The act is concerned primarily with the problem of punishment. In many cases the statute, when it deals with particular crimes, does nothing more than refer to a common law crime, without defining it, and announce a penalty. For example:
"Every person duly convicted of the crime of manslaughter shall be sentenced to undergo a confinement in the said penitentiary for a period not more than ten years, to be dealt with as hereinafter directed."
A second group of crimes is derived from common law offenses and builds on them by way of sub-division or extension of the common law idea. For example, without defining murder, the statute divides it into degrees:
"And whereas the several offences which are included under the general denomination of murder, differ so greatly from each other in the degree of their atrociousness, that it is unjust to involve them in the same punishment; therefore, Be it enacted, That all murder which shall be perpetrated by means of poison, or by lying in wait, or by any kind of willful, deliberate and premeditated killing, or which shall be committed in the perpetration of, or attempt to perpetrate, any arson, or to burn any barn, tobacco house, stable, warehouse, or other out-house, not parcel of any dwelling-house, having therein any tobacco, grain, hay, horses, cattle, or goods, wares and merchandise, rape, sodomy, mayhem, robbery or burglary, shall be deemed murder of the first degree; and all other kind[s] of murder shall be deemed murder in the second degree ....The words between "arson" and "rape" illustrate an extension of the common law crime of arson for purposes of the felony-murder rule, and they reflect the statute's extension of arson-like crimes. Finally, there are some crimes which either were unknown to the common law or were so altered that fairly complete definition was required:
"Every person or persons duly convicted of willfully and maliciously stabbing, killing or destroying, any horse, mare, gelding, colt, ass or mule, not the property of such person, and not in the act of trespassing on his enclosures, shall undergo a confinement in the penitentiary house for a period not less than one year nor more than four years, to be treated as hereinafter directed."
Perhaps the most interesting thing about the statute of 1809 to the modern lawyer is its close resemblance to Article 27 of the Maryland Code today. A large number of provisions have survived in practically identical form.

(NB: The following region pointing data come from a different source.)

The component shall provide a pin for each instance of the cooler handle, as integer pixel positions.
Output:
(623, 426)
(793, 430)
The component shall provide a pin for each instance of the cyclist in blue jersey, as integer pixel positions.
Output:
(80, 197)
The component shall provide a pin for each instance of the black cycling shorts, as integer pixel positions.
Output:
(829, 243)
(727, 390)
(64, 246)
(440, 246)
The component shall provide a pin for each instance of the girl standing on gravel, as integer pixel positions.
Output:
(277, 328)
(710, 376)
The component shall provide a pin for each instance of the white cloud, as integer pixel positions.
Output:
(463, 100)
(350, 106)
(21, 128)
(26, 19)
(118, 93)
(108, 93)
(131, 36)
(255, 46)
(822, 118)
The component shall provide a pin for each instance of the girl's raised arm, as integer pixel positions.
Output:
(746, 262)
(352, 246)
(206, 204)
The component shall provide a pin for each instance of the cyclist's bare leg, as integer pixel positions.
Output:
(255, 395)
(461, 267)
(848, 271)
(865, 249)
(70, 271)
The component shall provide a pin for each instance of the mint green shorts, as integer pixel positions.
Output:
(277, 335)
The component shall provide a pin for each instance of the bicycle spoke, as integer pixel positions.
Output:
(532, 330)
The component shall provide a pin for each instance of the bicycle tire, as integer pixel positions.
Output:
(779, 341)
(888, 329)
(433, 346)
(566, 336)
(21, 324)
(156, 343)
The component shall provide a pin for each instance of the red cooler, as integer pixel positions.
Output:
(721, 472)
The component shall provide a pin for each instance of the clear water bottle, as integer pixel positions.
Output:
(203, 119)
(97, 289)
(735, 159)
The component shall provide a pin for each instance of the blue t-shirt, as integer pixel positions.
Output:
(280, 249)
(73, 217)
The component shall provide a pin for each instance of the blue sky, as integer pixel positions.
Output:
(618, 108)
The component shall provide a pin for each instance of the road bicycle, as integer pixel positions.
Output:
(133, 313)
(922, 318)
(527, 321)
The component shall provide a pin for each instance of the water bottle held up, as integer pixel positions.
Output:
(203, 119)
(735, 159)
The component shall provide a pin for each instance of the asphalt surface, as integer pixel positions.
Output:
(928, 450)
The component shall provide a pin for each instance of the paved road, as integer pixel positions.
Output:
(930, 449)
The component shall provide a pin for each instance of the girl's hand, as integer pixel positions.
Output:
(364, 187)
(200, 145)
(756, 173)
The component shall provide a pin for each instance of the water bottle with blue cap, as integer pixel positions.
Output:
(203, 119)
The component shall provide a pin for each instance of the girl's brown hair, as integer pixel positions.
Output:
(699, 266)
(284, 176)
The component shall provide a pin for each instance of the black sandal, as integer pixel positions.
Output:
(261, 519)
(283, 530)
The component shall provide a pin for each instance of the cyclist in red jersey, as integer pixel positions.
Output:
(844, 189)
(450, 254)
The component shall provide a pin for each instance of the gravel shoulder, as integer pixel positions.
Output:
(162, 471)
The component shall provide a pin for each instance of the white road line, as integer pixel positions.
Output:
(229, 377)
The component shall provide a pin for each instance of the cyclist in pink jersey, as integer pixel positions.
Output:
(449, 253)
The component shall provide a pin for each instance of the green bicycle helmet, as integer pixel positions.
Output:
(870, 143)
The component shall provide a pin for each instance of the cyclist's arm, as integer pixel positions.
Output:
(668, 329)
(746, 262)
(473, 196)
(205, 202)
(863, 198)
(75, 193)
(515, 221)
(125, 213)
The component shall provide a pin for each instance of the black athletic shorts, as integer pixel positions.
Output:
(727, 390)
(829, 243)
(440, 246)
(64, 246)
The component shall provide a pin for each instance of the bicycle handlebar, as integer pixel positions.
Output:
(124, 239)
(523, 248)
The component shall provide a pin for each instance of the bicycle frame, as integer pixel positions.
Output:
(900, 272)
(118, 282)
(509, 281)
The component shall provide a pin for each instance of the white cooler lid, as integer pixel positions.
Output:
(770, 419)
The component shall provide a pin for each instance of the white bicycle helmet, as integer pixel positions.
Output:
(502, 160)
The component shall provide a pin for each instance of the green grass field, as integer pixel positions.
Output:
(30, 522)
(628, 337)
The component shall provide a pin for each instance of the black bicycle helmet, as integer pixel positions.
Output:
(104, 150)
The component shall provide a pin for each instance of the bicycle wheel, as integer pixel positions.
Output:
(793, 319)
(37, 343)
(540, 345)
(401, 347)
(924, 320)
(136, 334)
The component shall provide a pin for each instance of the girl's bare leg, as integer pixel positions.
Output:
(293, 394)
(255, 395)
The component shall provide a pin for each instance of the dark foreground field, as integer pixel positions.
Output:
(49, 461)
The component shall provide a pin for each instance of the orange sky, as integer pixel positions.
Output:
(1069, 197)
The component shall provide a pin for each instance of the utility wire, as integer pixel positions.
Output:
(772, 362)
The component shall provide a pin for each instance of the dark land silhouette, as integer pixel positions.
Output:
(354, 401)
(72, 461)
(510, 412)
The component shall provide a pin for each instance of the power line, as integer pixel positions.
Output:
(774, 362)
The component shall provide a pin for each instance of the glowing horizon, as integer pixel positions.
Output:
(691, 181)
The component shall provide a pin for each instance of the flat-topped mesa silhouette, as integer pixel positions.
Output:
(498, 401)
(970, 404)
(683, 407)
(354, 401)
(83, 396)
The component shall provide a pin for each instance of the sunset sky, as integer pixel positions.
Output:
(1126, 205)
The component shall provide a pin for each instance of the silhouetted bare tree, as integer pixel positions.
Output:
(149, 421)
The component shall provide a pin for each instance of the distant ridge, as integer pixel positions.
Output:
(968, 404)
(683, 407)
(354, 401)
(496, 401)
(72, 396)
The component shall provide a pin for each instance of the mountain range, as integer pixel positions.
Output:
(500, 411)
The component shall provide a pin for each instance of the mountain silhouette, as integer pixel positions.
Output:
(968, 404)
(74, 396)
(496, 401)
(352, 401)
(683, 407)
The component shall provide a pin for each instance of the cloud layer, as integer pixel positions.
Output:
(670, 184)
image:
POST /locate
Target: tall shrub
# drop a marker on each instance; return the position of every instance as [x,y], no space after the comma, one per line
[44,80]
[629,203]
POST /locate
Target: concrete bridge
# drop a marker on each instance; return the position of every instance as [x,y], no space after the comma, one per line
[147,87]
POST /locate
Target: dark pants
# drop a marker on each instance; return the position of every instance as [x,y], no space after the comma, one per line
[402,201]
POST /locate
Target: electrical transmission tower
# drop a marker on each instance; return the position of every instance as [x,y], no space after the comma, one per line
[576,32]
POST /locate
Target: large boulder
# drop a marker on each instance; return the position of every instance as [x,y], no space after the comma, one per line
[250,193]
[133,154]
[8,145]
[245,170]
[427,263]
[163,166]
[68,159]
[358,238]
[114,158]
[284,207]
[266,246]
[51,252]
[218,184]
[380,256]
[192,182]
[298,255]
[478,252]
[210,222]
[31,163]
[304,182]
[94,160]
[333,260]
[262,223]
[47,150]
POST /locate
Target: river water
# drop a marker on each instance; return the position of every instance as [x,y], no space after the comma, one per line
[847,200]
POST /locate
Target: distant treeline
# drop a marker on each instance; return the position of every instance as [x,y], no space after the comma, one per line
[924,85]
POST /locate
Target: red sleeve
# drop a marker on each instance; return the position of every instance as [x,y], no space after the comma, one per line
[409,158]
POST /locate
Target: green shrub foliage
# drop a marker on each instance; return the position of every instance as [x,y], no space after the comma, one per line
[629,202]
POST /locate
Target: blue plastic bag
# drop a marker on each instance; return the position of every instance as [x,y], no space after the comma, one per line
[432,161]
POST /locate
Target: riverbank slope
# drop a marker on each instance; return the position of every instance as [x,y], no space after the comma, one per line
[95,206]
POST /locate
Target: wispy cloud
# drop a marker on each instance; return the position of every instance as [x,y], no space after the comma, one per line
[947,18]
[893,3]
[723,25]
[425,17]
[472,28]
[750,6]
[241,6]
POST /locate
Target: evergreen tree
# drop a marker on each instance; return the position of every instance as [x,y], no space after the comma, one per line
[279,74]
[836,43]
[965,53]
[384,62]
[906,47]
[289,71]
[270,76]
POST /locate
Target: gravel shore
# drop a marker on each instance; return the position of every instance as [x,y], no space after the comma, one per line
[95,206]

Обзор Законодательства Штата Мэриленд
ТОМ XXIII ЗИМА, 1963 Г. № 1
НОВЫЙ УГОЛОВНЫЙ КОДЕКС ШТАТА МЭРИЛЕНД?
Джон М. Брамбо
В последнее время наблюдается значительный интерес к фундаментальному пересмотру уголовного законодательства штата Мэриленд. В 1960 году Мэрилендская комиссия по самоисследованию, первоначально назначенная губернатором Маккельдином, представила губернатору Тауэсу проект Уголовного кодекса Штата Мэриленд. Сейчас этот вопрос находится на рассмотрении коллегии адвокатов. В этой статье будет рассмотрена необходимость нового Уголовного кодекса и предложено, как лучшая формулировка этого кодекса.